How can I get the maximum amount of the total amounts for different products in a month in Postgresql? - postgresql

I've just begun using Postgresql recently. I have a table named 'sales'.
create table sales
(
cust varchar(20),
prod varchar(20),
day integer,
month integer,
year integer,
state char(2),
quant integer
)
insert into sales values ('Bloom', 'Pepsi', 2, 12, 2001, 'NY', 4232);
insert into sales values ('Knuth', 'Bread', 23, 5, 2005, 'PA', 4167);
insert into sales values ('Emily', 'Pepsi', 22, 1, 2006, 'CT', 4404);
insert into sales values ('Emily', 'Fruits', 11, 1, 2000, 'NJ', 4369);
insert into sales values ('Helen', 'Milk', 7, 11, 2006, 'CT', 210);
...
There are 500 rows, 10 distinct products and 5 distinct customers in total.
It looks like this:
Now I need to , find the most “popular” and least “popular” products (those products with most and least total sales quantities) and the corresponding total sales quantities (i.e., SUMs) for each of the 12 months (regardless of the year).
The result should be like this:
Now I can only write query like this:
select month,
prod,
sum(quant)
from sales
group by month,prod
order by month,prod;
And it gives me the result like this:
Now I need to pick up the maximum value for each month. For example, the biggest value in the first 10 sums of month 1, and so on...
I also need to get the minimum value of the sums (regardless of the year). And combine them horizontally... I have no idea about this...

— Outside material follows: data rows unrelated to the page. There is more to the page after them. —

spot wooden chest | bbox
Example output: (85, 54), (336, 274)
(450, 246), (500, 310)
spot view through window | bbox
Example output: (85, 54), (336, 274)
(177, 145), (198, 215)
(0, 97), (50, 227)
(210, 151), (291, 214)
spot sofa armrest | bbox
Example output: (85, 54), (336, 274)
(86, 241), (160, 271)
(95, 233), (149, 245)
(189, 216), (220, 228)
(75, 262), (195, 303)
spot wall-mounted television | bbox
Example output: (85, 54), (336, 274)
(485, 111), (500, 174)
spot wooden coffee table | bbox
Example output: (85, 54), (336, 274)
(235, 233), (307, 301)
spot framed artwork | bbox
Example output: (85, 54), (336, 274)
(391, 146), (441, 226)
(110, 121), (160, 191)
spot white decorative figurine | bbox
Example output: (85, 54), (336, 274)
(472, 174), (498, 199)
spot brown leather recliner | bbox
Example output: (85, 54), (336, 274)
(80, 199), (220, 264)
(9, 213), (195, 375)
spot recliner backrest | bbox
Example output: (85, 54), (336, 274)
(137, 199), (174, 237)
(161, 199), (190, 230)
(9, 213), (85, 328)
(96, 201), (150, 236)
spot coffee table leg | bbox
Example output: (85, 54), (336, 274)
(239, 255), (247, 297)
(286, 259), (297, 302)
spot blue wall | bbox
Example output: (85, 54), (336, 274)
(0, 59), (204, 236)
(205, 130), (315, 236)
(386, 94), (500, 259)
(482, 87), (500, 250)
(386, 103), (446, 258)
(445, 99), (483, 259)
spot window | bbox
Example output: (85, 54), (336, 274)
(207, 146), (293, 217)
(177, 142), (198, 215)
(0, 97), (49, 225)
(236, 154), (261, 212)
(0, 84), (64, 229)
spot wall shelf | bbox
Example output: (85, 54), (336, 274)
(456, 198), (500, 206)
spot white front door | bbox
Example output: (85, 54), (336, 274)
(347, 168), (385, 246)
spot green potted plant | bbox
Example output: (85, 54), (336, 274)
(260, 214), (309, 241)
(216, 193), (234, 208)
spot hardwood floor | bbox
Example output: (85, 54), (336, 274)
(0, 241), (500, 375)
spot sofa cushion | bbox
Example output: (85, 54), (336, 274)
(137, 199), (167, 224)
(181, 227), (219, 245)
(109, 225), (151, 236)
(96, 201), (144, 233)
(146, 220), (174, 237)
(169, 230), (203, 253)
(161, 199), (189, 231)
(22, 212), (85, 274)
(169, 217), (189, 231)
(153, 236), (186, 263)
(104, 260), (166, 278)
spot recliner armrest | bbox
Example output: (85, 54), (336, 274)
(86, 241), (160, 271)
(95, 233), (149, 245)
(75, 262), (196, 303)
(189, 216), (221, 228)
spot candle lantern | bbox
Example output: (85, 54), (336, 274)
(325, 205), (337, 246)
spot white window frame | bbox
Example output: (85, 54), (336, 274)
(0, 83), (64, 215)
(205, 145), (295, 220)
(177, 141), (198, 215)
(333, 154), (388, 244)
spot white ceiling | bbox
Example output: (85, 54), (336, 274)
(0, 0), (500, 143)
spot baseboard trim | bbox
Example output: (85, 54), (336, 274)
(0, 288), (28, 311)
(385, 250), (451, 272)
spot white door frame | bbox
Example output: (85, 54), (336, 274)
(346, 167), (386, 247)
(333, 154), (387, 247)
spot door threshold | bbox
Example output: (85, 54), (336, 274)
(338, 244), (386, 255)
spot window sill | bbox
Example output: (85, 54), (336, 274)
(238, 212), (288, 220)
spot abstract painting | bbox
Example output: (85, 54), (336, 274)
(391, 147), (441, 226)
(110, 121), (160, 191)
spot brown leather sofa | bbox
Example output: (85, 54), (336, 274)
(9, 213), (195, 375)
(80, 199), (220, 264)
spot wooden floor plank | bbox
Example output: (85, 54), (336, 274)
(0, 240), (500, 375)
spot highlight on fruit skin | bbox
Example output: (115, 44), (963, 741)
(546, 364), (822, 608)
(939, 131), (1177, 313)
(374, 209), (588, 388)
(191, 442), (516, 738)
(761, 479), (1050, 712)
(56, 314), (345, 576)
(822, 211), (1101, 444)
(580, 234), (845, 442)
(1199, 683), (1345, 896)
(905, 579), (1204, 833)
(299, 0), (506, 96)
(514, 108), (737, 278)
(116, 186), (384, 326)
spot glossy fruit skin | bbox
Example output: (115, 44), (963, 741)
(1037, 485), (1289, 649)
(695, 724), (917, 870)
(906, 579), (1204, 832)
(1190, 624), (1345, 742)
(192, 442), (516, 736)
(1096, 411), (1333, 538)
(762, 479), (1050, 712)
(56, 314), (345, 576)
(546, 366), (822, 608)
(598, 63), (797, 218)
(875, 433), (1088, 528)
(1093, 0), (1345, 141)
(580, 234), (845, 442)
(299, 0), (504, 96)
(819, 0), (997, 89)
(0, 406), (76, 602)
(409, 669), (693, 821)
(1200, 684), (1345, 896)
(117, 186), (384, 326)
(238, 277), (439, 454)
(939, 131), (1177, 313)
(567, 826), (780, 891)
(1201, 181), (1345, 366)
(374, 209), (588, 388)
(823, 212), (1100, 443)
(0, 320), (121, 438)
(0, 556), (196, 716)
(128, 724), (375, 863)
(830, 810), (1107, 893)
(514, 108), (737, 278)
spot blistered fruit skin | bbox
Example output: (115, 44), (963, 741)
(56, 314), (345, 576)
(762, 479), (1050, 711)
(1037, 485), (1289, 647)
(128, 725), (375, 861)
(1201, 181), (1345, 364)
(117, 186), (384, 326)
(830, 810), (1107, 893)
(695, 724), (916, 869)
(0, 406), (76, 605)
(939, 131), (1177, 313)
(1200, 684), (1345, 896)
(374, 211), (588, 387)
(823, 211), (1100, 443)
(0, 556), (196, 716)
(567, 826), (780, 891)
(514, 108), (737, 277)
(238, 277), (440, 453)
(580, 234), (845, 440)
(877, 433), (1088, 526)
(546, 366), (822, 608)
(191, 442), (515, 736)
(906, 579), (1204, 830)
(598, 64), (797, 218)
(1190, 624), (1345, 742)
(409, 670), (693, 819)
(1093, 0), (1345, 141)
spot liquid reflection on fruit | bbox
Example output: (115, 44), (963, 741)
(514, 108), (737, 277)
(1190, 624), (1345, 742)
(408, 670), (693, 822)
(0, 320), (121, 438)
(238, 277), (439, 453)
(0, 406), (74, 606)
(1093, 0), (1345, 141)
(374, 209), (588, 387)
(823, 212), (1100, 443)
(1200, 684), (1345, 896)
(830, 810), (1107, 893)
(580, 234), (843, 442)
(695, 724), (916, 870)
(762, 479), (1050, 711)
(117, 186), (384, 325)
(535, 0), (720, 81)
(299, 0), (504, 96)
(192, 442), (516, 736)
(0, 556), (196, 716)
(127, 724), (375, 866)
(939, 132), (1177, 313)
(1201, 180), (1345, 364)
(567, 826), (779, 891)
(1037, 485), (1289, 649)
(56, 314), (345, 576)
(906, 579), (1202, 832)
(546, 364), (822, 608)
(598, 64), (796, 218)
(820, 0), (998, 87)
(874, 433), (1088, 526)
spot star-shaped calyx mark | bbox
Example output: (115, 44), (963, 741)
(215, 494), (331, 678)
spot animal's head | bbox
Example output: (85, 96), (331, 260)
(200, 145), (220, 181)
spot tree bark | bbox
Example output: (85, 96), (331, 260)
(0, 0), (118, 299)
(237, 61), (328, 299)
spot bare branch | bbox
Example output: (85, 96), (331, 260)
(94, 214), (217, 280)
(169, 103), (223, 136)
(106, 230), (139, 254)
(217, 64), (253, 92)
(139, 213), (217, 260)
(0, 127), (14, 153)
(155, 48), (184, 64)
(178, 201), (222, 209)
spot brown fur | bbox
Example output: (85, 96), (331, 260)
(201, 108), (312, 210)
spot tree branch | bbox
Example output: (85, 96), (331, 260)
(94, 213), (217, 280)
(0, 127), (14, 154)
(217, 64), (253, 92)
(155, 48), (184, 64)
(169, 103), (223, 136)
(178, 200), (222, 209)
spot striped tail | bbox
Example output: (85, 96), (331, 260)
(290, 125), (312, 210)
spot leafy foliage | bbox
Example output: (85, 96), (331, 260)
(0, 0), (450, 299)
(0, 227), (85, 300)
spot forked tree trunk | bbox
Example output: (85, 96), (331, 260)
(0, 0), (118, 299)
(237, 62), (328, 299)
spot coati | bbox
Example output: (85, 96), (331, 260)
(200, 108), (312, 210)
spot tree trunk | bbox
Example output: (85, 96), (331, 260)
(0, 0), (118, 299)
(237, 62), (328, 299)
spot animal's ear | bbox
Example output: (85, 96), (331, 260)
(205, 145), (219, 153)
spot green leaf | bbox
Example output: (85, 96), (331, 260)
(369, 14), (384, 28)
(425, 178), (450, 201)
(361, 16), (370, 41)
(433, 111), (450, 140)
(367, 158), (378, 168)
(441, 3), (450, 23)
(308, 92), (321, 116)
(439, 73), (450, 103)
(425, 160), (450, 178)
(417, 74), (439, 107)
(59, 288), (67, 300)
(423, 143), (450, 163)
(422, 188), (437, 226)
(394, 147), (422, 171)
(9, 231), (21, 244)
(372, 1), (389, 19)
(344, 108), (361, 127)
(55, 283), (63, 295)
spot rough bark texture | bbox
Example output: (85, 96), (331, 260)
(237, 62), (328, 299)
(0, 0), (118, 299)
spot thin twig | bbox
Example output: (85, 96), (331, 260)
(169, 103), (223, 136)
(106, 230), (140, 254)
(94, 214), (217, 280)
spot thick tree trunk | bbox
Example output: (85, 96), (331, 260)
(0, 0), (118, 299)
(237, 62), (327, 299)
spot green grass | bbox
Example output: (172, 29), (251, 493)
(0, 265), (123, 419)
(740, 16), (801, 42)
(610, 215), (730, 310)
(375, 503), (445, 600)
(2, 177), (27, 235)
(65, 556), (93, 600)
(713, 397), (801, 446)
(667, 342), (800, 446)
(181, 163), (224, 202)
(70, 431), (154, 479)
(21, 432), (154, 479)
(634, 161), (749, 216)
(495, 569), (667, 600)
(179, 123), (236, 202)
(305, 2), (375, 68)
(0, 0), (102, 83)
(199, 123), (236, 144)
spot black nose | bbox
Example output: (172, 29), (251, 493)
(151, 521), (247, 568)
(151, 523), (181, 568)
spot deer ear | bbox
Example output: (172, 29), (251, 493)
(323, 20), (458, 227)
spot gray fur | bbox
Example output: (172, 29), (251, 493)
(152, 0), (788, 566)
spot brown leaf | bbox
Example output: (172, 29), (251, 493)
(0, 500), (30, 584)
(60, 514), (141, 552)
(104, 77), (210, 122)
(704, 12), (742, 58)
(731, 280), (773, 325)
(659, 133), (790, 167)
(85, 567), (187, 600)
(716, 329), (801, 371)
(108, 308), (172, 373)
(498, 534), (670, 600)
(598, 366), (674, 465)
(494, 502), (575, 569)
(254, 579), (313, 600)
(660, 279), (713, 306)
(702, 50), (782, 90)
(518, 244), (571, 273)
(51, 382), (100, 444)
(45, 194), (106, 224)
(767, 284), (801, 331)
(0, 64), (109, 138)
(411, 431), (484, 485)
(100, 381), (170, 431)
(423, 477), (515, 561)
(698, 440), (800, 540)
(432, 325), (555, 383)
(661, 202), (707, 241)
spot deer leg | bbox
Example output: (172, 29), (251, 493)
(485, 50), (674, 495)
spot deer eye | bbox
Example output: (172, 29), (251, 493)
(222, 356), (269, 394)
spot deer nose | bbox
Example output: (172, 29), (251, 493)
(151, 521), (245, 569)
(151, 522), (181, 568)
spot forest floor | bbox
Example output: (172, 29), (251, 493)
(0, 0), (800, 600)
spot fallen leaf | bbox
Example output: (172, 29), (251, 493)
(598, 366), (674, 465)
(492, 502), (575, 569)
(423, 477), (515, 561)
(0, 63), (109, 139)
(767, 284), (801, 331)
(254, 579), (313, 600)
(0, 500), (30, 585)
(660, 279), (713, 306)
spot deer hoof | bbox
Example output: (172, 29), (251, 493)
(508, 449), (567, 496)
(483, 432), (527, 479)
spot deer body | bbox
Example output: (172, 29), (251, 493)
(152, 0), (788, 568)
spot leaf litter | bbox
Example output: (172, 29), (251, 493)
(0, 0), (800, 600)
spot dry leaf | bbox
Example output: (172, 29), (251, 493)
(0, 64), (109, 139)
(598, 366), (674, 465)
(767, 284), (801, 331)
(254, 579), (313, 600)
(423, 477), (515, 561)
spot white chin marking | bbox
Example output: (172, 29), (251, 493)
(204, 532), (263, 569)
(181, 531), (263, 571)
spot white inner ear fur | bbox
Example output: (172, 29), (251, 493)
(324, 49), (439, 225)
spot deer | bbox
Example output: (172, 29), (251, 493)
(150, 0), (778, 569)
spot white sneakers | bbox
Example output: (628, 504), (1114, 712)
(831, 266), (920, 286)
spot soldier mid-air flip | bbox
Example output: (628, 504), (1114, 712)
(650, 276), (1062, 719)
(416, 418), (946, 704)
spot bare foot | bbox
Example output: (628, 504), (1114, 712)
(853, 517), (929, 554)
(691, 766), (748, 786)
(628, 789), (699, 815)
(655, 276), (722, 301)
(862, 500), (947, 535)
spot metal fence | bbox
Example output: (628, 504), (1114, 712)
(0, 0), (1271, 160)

Note: for a TLDR, skip to the end.
Your problem is a very interesting textbook case as it involves multiple facets of Postgres.
I often find it very helpful to decompose the problem into multiple subproblems before joining them together for the final result set.
In your case, I see two subproblems: finding the most popular product for each month, and finding the least popular product for each month.
Let's start with the most popular products:
WITH months AS (
SELECT generate_series AS month
FROM generate_series(1, 12)
)
SELECT DISTINCT ON (month)
month,
prod,
SUM(quant)
FROM months
LEFT JOIN sales USING (month)
GROUP BY month, prod
ORDER BY month, sum DESC;
Explanations:
WITH is a common table
expression,
which acts as a temporary table (for the duration of the query) and
helps clarify the query. If you find it confusing, you could also opt
for a subquery.
generate_series(1, 12) is a Postgres function which generate a series of integers, in this case from 1 to 12.
the LEFT JOIN allows us to associate each sale to the corresponding month. If no sale can be found for a given month, a row is returned with the month and the joined columns with NULL values. More information on joins can be found here. In your case, using LEFT JOIN is important, as using INNER JOIN would exclude products that have never been sold (which in that case should be the least popular product).
GROUP BY is used to sum over the quantities.
at this stage, you should -potentially- have multiple products for any given month. We only want to keep those with the most quantities for each month. DISTINCT ON is especially useful for that purpose. Given a column, it allows us to keep the first iteration of each value. It is therefore important to ORDER the sales by sum first, as only the first one will be selected. We want the bigger numbers first, so DESC (for descending order) should be used.
We can now repeat the process for the least popular products:
WITH months AS (
SELECT generate_series AS month
FROM generate_series(1, 12)
)
SELECT DISTINCT ON (month)
month,
prod,
SUM(quant)
FROM months
LEFT JOIN sales USING (month)
GROUP BY month, prod
ORDER BY month, sum;
Conclusion (and TLDR):
Now we need to merge the two queries into one final query.
WITH months AS (
SELECT generate_series AS month
FROM generate_series(1, 12)
), agg_sales AS (
SELECT
month,
prod,
SUM(quant)
FROM months
LEFT JOIN sales USING (month)
GROUP BY month, prod
), most_popular AS (
SELECT DISTINCT ON (month)
month,
prod,
sum
FROM agg_sales
ORDER BY month, sum DESC
), least_popular AS (
SELECT DISTINCT ON (month)
month,
prod,
sum
FROM agg_sales
ORDER BY month, sum
)
SELECT
most_popular.month,
most_popular.prod AS most_popular_prod,
most_popular.sum AS most_pop_total_q,
least_popular.prod AS least_popular_prod,
least_popular.sum AS least_pop_total_q
FROM most_popular
JOIN least_popular USING (month);
Note that I used an intermediate agg_sales CTE to try and make the query a bit clearer and avoid repeating the same operation twice, although it shouldn't be a problem for Postgres' optimizer.
I hope you find my answer satisfactory. Do not hesitate to comment otherwise!
EDIT: although this solution should work as is, I would suggest storing your dates as a single column of type TIMESTAMPTZ. It is often much easier to manipulate dates using that type and it is always good practice in case you need to analyze and audit your database further down the line.
You can get the month of any date by simply using EXTRACT(MONTH FROM date).

Related

Is it possible to use AVG function to give the average of 2 results from within a sub-query that has a UNION?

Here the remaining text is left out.